EU member states agreed on late Wednesday (28 October) on conditions to allow countries outside the bloc to participate in joint defence projects, according to a draft agreement document obtained by EURACTIV.
Third countries will only be able to take part in joint projects if they provide “substantial added value” to the military project and share “the values on which the EU is founded”, the agreement, brokered by the German EU presidency, states.
The deal comes after US officials have been lobbying for months for an inclusive policy providing the greatest possible access of third countries to the EU’s Permanent Structured Cooperation (PESCO) covering defence contractors, which besides the US would also include post-Brexit Britain and Norway.
Formally established in December 2017, the PESCO framework is intended to deepen defence cooperation among the 25 participating EU member states, help fund, develop and deploy armed forces together and make the EU’s defence sector more flexible and independent of the US.
Since then, PESCO has been at the centre of the EU’s push for “strategic autonomy” in the aftermath of Brexit and amid an escalating geopolitical standoff between the US and China.
The agreement presents a breakthrough following an impasse dating back to June 2018, and aims to revive EU defence integration efforts launched three years ago, which ran into major bureaucratic hurdles.
EU officials are on the defensive in the face of accusations that Europe is creating an industrial ‘Fortress Europe’, while France and Germany have outright rejected those arguments.
So far, EU member states have agreed to develop 47 joint military projects, including a new patrol vessel, an unmanned anti-submarine system, an electronic jamming weapon for aircraft, technology to track ballistic missiles and a system to insert drones into the Single European Sky system.
However, experts have criticised that the integration effort would only have limited impact on the EU’s ‘ability to act’ due to its lack of financial firepower.
Series of access terms
With the new agreement, third-country entities which are based in the EU but are controlled by or having management structures outside the EU will only be able to join a joint EU defence project following unanimous approval of the bloc’s member states and only after 31 December 2025.

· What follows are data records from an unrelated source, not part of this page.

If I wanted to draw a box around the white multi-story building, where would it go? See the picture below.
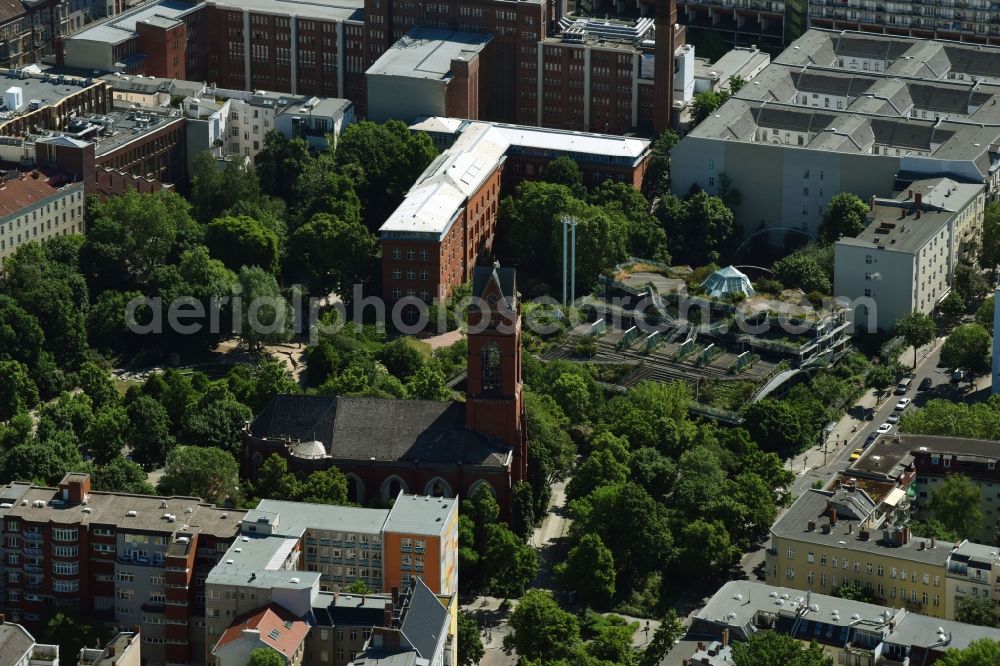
[833,178,986,331]
[183,88,355,169]
[671,30,1000,243]
[0,170,84,259]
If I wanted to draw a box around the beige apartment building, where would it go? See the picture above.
[0,170,84,259]
[833,178,986,331]
[765,480,1000,620]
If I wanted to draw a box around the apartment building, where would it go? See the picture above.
[809,0,1000,44]
[0,615,58,666]
[379,118,650,304]
[0,169,84,260]
[0,474,245,664]
[78,631,144,666]
[677,0,792,52]
[692,580,1000,666]
[833,178,986,331]
[182,88,355,171]
[207,574,458,666]
[765,472,1000,619]
[672,30,1000,243]
[59,0,683,133]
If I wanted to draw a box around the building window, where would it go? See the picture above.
[479,342,501,393]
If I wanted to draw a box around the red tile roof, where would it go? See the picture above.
[212,604,309,659]
[0,170,72,218]
[0,0,27,25]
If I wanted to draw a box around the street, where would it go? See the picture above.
[741,336,990,580]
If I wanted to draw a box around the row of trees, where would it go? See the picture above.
[524,359,791,613]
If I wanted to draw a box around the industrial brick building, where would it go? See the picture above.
[379,118,650,304]
[241,267,528,520]
[59,0,683,133]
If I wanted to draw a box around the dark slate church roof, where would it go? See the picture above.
[250,395,510,468]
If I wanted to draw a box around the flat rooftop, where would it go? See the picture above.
[771,489,954,566]
[840,178,984,252]
[0,70,99,115]
[254,499,390,538]
[206,0,364,23]
[0,165,83,220]
[0,485,246,538]
[367,27,493,80]
[69,0,200,44]
[383,495,458,536]
[692,580,1000,652]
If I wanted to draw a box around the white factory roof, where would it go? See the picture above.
[379,117,650,236]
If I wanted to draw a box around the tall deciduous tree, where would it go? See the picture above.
[289,213,378,300]
[0,361,38,421]
[556,534,615,607]
[156,446,240,504]
[929,474,983,539]
[941,324,993,383]
[642,130,680,201]
[639,608,684,666]
[979,201,1000,275]
[819,192,868,243]
[892,312,937,368]
[335,120,437,232]
[205,215,281,273]
[503,590,580,662]
[234,266,292,349]
[81,190,197,288]
[458,612,486,666]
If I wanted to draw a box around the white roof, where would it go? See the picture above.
[380,123,509,234]
[410,116,465,134]
[379,117,650,235]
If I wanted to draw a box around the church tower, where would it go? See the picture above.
[465,265,528,483]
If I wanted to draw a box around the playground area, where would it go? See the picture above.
[544,262,850,421]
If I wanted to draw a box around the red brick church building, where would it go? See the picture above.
[241,267,528,517]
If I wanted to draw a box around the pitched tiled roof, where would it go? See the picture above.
[250,395,509,467]
[212,604,309,659]
[400,578,449,660]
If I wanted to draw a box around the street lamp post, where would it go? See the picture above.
[559,215,580,305]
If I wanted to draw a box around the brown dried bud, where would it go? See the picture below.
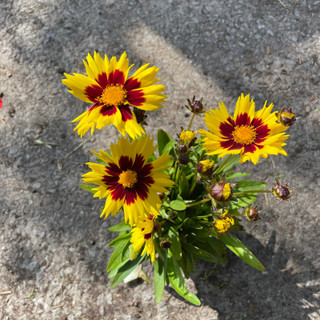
[197,159,215,176]
[244,207,260,221]
[276,108,296,127]
[210,182,232,201]
[272,180,293,201]
[186,96,204,114]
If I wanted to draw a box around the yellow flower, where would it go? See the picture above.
[214,211,234,233]
[82,136,174,226]
[199,94,289,164]
[130,214,155,263]
[62,52,166,139]
[199,159,214,172]
[179,130,196,144]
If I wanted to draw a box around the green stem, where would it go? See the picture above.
[189,174,197,196]
[186,198,211,208]
[214,156,240,173]
[188,113,194,131]
[232,190,272,197]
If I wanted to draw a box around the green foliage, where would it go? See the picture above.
[102,120,272,305]
[220,234,264,271]
[167,250,201,306]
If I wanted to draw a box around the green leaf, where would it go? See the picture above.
[170,200,187,211]
[153,259,167,303]
[106,239,130,272]
[178,172,189,198]
[167,249,201,306]
[109,221,131,232]
[157,129,173,155]
[183,243,227,263]
[234,180,267,193]
[225,172,250,180]
[168,226,182,260]
[220,234,264,271]
[109,233,131,247]
[207,237,226,256]
[79,184,97,193]
[111,255,145,289]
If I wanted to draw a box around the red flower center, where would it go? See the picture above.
[118,170,137,188]
[99,84,127,107]
[232,125,257,145]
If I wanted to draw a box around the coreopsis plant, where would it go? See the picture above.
[62,52,296,305]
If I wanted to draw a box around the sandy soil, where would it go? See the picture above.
[0,0,320,320]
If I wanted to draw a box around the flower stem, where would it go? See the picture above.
[188,113,194,131]
[186,198,211,208]
[232,190,272,196]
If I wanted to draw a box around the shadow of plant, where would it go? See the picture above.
[193,231,320,320]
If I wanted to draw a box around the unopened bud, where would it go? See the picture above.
[186,96,204,114]
[178,153,189,164]
[210,182,232,201]
[177,144,188,153]
[133,108,148,125]
[276,108,296,127]
[197,159,214,176]
[244,207,259,221]
[272,180,293,201]
[160,239,171,249]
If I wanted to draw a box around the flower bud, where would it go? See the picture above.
[276,108,296,127]
[210,182,232,201]
[214,211,234,233]
[178,153,189,164]
[197,159,214,176]
[186,96,204,114]
[272,180,293,201]
[179,130,196,144]
[168,211,178,220]
[244,207,260,221]
[177,144,188,153]
[133,107,148,125]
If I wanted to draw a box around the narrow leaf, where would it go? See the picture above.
[157,129,172,155]
[167,249,201,306]
[168,226,182,260]
[153,259,166,303]
[220,234,264,271]
[79,184,97,193]
[170,200,187,211]
[111,255,145,288]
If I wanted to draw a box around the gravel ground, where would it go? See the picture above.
[0,0,320,320]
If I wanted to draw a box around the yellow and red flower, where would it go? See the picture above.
[62,52,166,139]
[83,136,174,226]
[199,94,289,164]
[214,211,234,233]
[130,214,155,263]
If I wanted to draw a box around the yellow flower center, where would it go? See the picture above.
[222,182,232,200]
[118,170,138,188]
[232,125,256,145]
[99,84,127,107]
[179,130,196,143]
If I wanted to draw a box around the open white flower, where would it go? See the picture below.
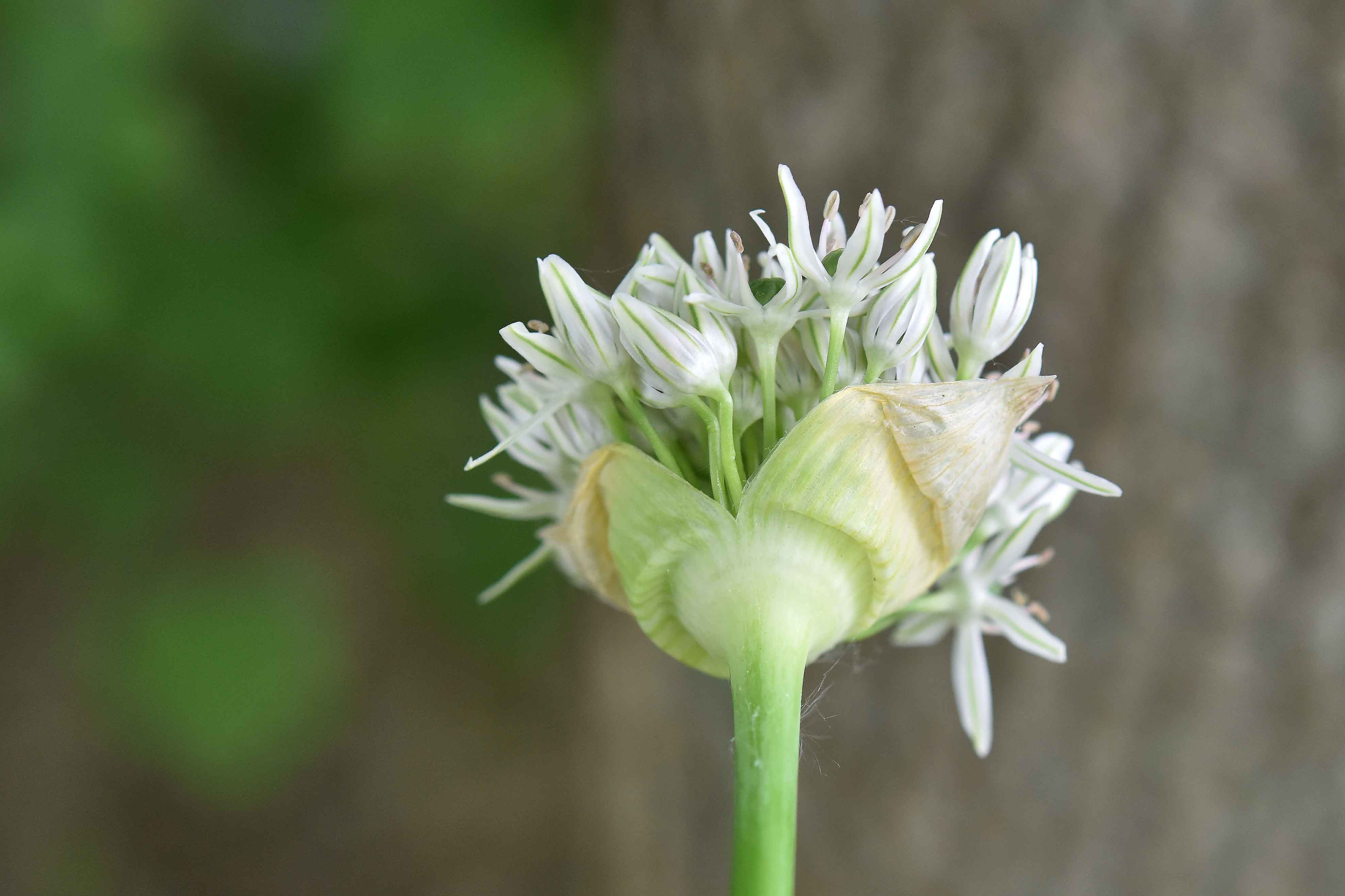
[861,255,939,382]
[892,495,1065,758]
[779,165,943,397]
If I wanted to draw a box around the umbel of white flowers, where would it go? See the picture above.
[448,165,1120,759]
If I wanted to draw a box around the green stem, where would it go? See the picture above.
[756,336,780,453]
[715,389,743,514]
[729,620,807,896]
[668,441,697,486]
[617,387,682,474]
[599,389,631,443]
[822,308,850,401]
[686,396,729,507]
[741,427,761,479]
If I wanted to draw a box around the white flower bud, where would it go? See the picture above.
[861,255,938,382]
[951,230,1037,379]
[537,255,630,385]
[613,295,724,396]
[686,293,739,386]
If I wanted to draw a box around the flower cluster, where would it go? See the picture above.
[448,165,1120,756]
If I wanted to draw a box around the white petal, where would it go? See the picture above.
[686,292,748,315]
[981,595,1065,663]
[976,507,1051,582]
[694,230,724,282]
[445,495,564,519]
[748,209,777,246]
[538,255,626,379]
[1009,438,1120,498]
[952,620,994,759]
[859,199,943,292]
[948,229,999,342]
[463,392,577,471]
[779,165,831,283]
[925,312,958,382]
[476,545,554,604]
[1003,342,1042,378]
[613,293,732,396]
[892,613,952,647]
[835,190,888,284]
[500,323,584,383]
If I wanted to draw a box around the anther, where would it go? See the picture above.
[822,190,841,221]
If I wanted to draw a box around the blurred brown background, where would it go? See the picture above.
[0,0,1345,896]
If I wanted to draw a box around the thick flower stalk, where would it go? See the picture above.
[449,165,1119,896]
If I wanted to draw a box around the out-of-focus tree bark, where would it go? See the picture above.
[578,0,1345,895]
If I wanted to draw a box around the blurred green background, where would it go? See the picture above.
[0,0,599,893]
[0,0,1345,895]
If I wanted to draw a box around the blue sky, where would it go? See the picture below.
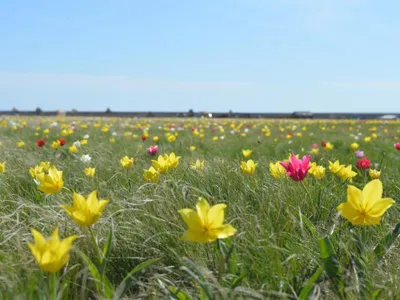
[0,0,400,112]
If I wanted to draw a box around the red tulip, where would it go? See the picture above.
[356,157,371,170]
[280,154,311,181]
[36,139,46,147]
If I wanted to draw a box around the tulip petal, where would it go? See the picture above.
[347,185,363,210]
[196,197,210,224]
[207,203,226,228]
[362,179,383,210]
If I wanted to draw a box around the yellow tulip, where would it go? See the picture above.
[84,168,96,178]
[119,156,135,169]
[308,162,325,179]
[28,227,77,273]
[61,191,110,226]
[337,179,394,225]
[240,159,258,175]
[242,149,253,158]
[143,166,160,182]
[269,161,286,179]
[36,166,64,195]
[179,198,236,243]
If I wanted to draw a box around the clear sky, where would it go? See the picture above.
[0,0,400,113]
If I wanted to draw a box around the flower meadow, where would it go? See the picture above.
[0,117,400,299]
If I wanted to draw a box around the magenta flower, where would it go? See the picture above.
[355,150,364,158]
[280,154,311,181]
[146,145,158,155]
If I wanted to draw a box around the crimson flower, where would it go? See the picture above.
[280,153,311,181]
[58,138,67,146]
[356,157,371,170]
[36,139,46,147]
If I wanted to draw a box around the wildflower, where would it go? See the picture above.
[179,198,236,243]
[242,149,253,158]
[151,155,169,174]
[36,166,64,195]
[81,154,92,164]
[167,134,176,143]
[69,144,78,153]
[354,150,364,158]
[308,162,326,179]
[336,165,357,182]
[119,156,135,169]
[143,166,160,182]
[146,145,158,155]
[61,191,110,226]
[164,152,181,169]
[324,142,333,150]
[58,138,67,146]
[337,179,394,225]
[329,160,344,175]
[269,161,286,179]
[356,157,371,170]
[368,169,381,179]
[84,168,96,178]
[240,159,258,175]
[350,143,359,150]
[190,159,205,171]
[281,154,311,181]
[28,227,77,273]
[36,139,46,147]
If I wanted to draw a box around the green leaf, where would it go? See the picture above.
[79,251,114,298]
[299,265,324,300]
[113,258,161,299]
[374,223,400,260]
[168,285,192,300]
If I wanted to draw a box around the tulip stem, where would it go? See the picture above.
[49,272,57,300]
[89,226,103,264]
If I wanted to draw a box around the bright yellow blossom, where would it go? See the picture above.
[269,161,286,179]
[61,191,110,226]
[28,227,77,273]
[36,166,64,195]
[337,179,394,225]
[179,198,236,243]
[240,159,258,175]
[143,166,160,182]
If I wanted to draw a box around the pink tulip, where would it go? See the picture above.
[281,154,311,181]
[146,145,158,155]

A third state must submit to the coordinator of a PESCO project a request to participate and pass the invitation process.
The entity will need to provide “substantial added value” to the military project in question, for example by providing technical expertise or additional capabilities including operational or financial support.
Both the Council and the EU’s chief diplomat will need to be notified, with the Council formally approving the participation.
“Its participation must not lead to dependencies on that third state or to restrictions imposed by it against any member state of the Union,” the agreement states, pointing towards armament procurement, research and capability development, or the use and export of arms or capabilities and technology.
Thus, non-EU states will have no say on how the EU will use the capabilities and the systems developed, according to the agreement.
“The participation of third states in a PESCO project does not imply that third-country entities will necessarily have access to the EU Defence Industrial Development Programme (EDIDP) or other relevant Union instruments,” it states.
At the same time, the decision does not affect US defence contractors’ traditional access to bid for individual European military contracts.
Turkey likely to be excluded
In the process, several EU members states had voiced concerns that extending involvement to non-EU member states would leave the door open for China and Turkey to get involved in sensitive EU security projects.
At the same time, according to the sealed agreement, only countries that share “the values on which the EU is founded” and “respect the principle of good neighbourly relations with the member states” will be able to participate in the joint defence projects.
“It [the third country] must not contravene the security and defence interests of the Union and its member states,” the draft states.
This effectively excludes NATO member and EU candidate Turkey, at least until the dispute with Cyprus over activities in Eastern Mediterranean is unresolved and tensions in the standoff with Greece and France are defused, an EU diplomat told EURACTIV.
Both the Commission and EU leaders said earlier this month Turkey was undermining its economy, eroding democracy and destroying independent courts, effectively moving further away from joining the EU.